A flyer at the University of California, Santa Cruz advertises former Country Day coach Nick Domich’s play, “What in the World?” (Photo courtesy of Domich)

Former SCDS coach’s play canceled after protests

On opening night,  Nov. 8, protesters shut down former Country Day coach Nick Domich’s play, “What in the World?,” at the University of California, Santa Cruz. 

More than a dozen protesters marched up to the stage, chanting until the play was stopped. 

The play, which involved homelessness in Sacramento, was produced after Domich won the Dharma Grace award earlier this year.

One of Domich’s crew members called the Black Student Union to stop the play, according to Domich.

Domich, who coached high school track and field (2008-18) and cross (2011-17) at Country Day, met with three members of the Black Student Union on Nov. 14 to discuss the protest and the reason behind it.

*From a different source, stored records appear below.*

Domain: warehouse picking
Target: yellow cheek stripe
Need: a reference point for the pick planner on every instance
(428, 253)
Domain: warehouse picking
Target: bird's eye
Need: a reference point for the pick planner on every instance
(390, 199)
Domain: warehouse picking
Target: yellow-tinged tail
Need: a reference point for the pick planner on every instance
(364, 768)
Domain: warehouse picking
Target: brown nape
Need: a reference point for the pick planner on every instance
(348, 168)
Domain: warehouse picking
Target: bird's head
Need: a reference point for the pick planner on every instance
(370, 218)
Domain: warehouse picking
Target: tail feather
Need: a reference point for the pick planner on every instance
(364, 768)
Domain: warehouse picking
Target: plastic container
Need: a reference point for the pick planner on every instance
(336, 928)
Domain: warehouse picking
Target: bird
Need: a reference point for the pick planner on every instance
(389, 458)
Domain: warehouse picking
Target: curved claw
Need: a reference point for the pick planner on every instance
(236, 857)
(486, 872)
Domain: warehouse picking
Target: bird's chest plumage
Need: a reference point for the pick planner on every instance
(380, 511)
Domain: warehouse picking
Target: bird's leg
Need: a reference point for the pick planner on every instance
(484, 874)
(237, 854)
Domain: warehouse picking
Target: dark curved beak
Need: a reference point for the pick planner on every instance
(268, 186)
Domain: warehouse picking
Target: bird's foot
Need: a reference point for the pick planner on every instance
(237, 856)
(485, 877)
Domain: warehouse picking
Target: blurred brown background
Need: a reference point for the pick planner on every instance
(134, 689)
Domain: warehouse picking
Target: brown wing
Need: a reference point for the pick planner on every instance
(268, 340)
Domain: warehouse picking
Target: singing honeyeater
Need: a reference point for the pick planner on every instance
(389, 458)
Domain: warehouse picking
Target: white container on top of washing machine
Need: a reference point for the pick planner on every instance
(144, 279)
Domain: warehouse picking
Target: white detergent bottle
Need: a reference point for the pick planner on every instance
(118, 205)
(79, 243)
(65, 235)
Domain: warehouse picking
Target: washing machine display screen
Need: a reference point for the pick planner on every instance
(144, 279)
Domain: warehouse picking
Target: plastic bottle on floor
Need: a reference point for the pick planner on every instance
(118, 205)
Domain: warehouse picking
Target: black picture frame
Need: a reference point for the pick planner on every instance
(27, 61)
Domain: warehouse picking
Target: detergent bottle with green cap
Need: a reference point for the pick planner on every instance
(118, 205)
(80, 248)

“The crew member told me that there was this one line in the play where the white cop is talking to his partner, who is, in the original script, a younger black cop,” Domich said. “We had to change it to another white cop due to casting issues, but we kept the lines the same. (That) was also another thing the protesters didn’t like: the fact that the play only had one black actor, even though there were so many roles for black actors. But I explained that I couldn’t find any more actors to audition.”

That line was the main reason the Black Student Union wanted to shut down the play, according to Domich. In it, the white cop states, “My dad says black people have the murder gene,” and the originally black cop (then white) replies, “White people have the serial killer gene.” Domich said he wanted it to be a conversation about racism.

“The crew member didn’t want people to hear that due to white supremacist activity on campus, which I wasn’t aware of,” Domich said. “She was afraid that one of those people would see the line ‘Black people have the murder gene,’ and that would make their situation much worse considering they are regularly threatened.”

According to Domich, because the white cop symbolizes white supremacy in America, he wanted to have a conversation about race between police officers.

“I explained to the protesters the history and why I put the line in,” Domich said. “There’s this black pianist in Maryland who single-handedly shut down the (Ku Klux Klan) there, and many members gave him their robes. Some members were police officers who gave him their uniforms as a symbol of disavowing their racism and their connection to white supremacy.”

Domich said he would have changed the line before the show if he had known that it could hurt people. 

“I was cut out of the whole process when I should’ve been involved,” Domich said. “Now the (theater arts) department put out a notice blaming it on the development of the play. The crew member I talked to said the stage manager told the cast and crew not to talk to me, and I think that order came from the head of the department.”

Domich received a one-line email from the head of the department stating the play would not be produced since the cast and crew were affected by the protests and didn’t want to continue.

“I don’t think that’s the reason since even the Black Student Union was fine with the play as long as I took the one line out,” Domich said. “The crew member told me she thought it was a story worth telling.”

Efforts to reach David Lee Cuthbert, chair of the UC Santa Cruz Theater Arts Department, and Elias Tadesse, chair of Black Student Union Programs, were unsuccessful.

Domich has been in contact with the Dramatists Guild of America and the National Coalition Against Censorship, who have agreed to defend his rights. Domich said he hopes he can tell the story again with the cast he originally envisioned.